On the importance of diversity and inclusion
Diversity and inclusion as an agenda item within agencies should absolutely be first and foremost, but diversity and inclusion of what our dollars do for culture and community in Canada also needs to be carefully considered. I look at three core tenets:
•Clients: How are we offsetting the carbon emissions we’re creating with media and making sure we’re getting to net zero.
•Community: How are we connecting with communities in the smallest towns in Canada, where media measurement has eroded. They need to have the community newspapers and cultures.
•Culture: I represent the “L” of the LGBTQ+ community, and it’s really sad to see the struggles that have happened with 20 publications [dedicated] to the LGBTQ+ community closing over time.
Where our dollars go, and the intention around [those allocations], is crucial. You can have a great diversity and inclusion agenda, but you need to have the mentality that our ad dollars manifest content, they fund newsrooms and what we see on broadcast.

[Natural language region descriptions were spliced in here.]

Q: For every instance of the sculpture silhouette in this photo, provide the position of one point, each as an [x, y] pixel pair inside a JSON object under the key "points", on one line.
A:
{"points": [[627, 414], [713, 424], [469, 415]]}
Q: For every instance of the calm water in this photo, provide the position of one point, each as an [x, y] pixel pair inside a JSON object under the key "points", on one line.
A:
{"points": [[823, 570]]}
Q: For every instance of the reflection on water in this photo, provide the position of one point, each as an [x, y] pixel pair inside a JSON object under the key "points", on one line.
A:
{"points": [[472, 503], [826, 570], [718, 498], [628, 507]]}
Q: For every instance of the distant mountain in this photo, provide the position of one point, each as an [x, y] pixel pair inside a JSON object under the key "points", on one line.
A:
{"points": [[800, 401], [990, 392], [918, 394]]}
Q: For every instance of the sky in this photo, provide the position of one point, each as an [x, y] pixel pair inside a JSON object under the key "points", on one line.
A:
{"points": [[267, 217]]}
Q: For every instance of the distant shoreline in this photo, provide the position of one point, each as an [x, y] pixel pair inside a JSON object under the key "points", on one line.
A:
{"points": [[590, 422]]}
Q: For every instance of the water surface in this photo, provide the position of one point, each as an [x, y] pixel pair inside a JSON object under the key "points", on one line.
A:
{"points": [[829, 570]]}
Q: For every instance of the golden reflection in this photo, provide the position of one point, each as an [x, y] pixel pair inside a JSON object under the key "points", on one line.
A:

We have an accountability to make sure that people see themselves in the media that we are supporting, and that is really helping our clients take a hard look at their media supply chain, how much money is staying in Canada, how effective is the investment, and how are we ensuring that communities and culture stay vibrant.
There’s a lot in that, and the future of country is at stake because you want to have local reporting of climate change, you want to hold public officials to account. If you’re committed to local communities, are you supporting local news with intention, not just thinking [ad dollars] are going there because of a programmatic buy? Our dollars are wrapped around culture, and it’s something we need to pay more attention to as an industry. It can’t be a side project for media leaders, and it’s not a side project for me.